Libya'da "Tavarıklar" olarak tanınan, Libya, Nijer, Çad, Cezayir, Mali ve Burkina Faso gibi ülkelere yayılmış Tuaregler, Sahra Çölü'nü kendilerine mesken edinmiş büyük bir kabile olarak biliniyor.

İnsan Hak ve Hürriyetleri (İHH) İnsani Yardım Vakfı ile Libya'daki bir derneğin davetiyle Türkiye'ye geldiklerini anlatan Gideydi, bu iki derneğin iş birliği sayesinde eğitim ve insani yardım alanında çok sayıda projenin hayata geçirildiğini anlattı.

Gideydi, ziyaret kapsamında Tuareglerin tarihini anlatan Osmanlı arşivleri, el yazıları, dergi, belge ve yayınları da inceleme fırsatı bulduklarını belirterek bir araya geldikleri Türk tarihçi, yazar ve edebiyatçıların, kendilerine Tuaregler ile ilgili Osmanlı dönemindeki belgeleri gösterdiklerini dile getirdi.

Türkiye'ye gerçekleştirdikleri ziyaretin, Libya'da olup biteni anlatmak için iyi bir fırsat olduğunu vurgulayan Gideydi, "Medyanın gerçeği yansıtmadığına inanıyoruz.

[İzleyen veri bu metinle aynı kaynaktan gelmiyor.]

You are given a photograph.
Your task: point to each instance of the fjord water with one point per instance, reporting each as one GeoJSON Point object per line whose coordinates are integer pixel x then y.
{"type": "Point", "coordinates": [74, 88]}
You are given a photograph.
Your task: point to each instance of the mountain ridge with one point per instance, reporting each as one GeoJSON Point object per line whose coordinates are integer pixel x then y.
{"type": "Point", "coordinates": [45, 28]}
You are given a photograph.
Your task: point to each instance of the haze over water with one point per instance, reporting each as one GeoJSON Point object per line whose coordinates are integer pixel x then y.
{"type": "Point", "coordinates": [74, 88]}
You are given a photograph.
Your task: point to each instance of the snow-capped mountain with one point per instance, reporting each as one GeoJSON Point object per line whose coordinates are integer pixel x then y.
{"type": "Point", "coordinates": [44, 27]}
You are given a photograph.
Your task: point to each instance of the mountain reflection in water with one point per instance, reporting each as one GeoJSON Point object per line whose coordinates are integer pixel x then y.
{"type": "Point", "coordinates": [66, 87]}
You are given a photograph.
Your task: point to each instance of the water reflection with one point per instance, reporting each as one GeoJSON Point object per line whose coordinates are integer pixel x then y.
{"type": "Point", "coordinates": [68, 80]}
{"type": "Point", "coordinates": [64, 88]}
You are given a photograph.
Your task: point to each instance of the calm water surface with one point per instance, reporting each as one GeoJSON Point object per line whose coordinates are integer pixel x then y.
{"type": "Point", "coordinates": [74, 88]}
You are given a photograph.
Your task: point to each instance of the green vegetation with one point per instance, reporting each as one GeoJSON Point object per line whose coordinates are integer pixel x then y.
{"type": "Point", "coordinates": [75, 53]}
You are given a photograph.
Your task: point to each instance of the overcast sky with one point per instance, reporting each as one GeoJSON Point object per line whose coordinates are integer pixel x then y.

Medya, halkın acısını ve Tuareglerin yaşadığı zorlukları aktarmadı. Biz, Tuareglerin şu an içinde bulunduğu durumu Türkiye'ye anlatmak için fırsat bulacağız." dedi.

Gideydi, Libya'daki gelişmelere ilişkin Türkiye'nin görüşlerini almak ve hangi alanlarda iş birliği yapabileceklerine dair fikir alışverişinde bulunmak üzere buraya geldiklerini ifade etti. Gideydi, "Libya halkı bunca zorluktan sonra kim dost kim değil öğrenmek istiyor. Türkiye’nin, Libya halkının acısını anlayan ülkelerden olacağını umut ediyoruz." dedi.

Libya'daki üç başlı yönetimin neden olduğu kaosa ilişkin açıklamalarda bulunan Gideydi, üç başlılığın ülkenin yönetilmesini zorlaştıran en önemli faktörlerden biri olduğuna işaret etti. Gideydi, Libya halkının tamamının ülkede tek bir yönetimi arzu ettiğini ifade etti.

Gideydi, "Biz, bu üç yönetimin tamamının bir araya gelmesini umuyoruz ki bu, bütün Libyalı halkının da umududur. Dış müdahalelerin olduğunu ve ülke içinde birkaç çatlamaya da yol açtığını biliyoruz." diye konuştu.

"Tuareglerin seçimlere katılması engelleniyor"

Libya'da Muammer Kaddafi'nin oğlu Seyfülislam Kaddafi'nin bu yıl yapılması beklenen cumhurbaşkanı seçimlerinde aday olacağına ilişkin haberlerle ilgili bir soru üzerine Gideydi, "Herkesin seçimlere katılma hakkı var." değerlendirmesinde bulundu.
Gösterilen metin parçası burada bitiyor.